Das Cover zeigt die Rakete aus deren Fenstern einige Protagonisten herausschauen. Die Leser*innen werden als Astronauten und Astronautinnen angesprochen und aufgefordert das Lese-Universum zu erobern. Zu Unterstützung wurden die Worte in unterschiedlichen Farben gedruckt.
Dann wird abgehoben, die Geschichten bestehen lediglich aus wenigen kurze Sätzen und einem passenden bunten Bild. Dann geht es höher, das können wir an der Rakete am Seitenrand ablesen, die immer höher steigt. Jetzt haben die Geschichten schon bis zu zehn Sätzen und es gibt wörtliche Rede und Nebensätze. Bei der Entdeckung fremder Welten tauchen schon schwierige, rot gedruckte Worte auf. Und Schwerlos bedeutet schon längere Texte, in denen mehr schwierige Wörter auftauchen.

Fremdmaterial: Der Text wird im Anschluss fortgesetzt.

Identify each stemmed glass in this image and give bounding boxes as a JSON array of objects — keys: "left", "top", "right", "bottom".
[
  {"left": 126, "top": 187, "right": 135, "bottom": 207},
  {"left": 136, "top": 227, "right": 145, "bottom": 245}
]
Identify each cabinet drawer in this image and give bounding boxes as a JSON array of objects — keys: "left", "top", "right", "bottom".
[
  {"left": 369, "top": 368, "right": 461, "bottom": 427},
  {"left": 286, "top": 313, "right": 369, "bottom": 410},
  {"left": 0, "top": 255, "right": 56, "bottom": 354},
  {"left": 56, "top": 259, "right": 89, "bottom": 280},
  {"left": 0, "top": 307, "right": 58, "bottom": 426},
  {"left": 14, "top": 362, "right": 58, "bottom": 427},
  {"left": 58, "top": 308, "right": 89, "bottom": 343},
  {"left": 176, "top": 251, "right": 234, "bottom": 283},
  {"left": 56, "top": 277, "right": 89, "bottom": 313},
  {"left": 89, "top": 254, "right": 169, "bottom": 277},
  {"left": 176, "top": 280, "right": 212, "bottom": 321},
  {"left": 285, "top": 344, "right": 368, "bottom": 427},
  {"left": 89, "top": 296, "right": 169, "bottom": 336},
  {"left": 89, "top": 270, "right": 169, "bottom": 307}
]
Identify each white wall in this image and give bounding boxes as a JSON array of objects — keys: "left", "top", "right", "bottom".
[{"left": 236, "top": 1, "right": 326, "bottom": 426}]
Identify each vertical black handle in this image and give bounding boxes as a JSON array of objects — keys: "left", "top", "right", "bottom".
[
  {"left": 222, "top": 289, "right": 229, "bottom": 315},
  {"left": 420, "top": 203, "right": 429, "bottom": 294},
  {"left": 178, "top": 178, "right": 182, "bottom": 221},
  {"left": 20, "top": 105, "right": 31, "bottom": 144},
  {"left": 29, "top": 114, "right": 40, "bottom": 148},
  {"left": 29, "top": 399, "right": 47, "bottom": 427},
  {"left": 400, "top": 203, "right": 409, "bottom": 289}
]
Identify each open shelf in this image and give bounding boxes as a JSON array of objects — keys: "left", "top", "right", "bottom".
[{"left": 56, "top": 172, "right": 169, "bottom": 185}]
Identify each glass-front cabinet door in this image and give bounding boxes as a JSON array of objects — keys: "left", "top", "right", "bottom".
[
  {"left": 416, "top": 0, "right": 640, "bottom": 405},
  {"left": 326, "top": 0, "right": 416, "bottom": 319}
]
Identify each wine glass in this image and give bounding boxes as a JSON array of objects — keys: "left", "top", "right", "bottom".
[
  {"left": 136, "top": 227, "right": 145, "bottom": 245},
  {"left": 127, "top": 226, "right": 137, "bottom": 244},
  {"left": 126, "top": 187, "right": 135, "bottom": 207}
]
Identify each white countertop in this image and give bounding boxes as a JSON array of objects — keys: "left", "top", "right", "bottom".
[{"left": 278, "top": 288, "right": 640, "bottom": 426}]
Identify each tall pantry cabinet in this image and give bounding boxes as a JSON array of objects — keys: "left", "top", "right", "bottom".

Die Geschichten sind sehr unterschiedlich und decken die verschiedensten Themen ab. Sicher wird nicht jeden alles interessieren, aber da ist ja immer so bei einer Mischung. Ich denke aber, dass Erstlesen sich mit diesem Buch hervorragend steigern können und den Mut bekommen selbst zu lesen.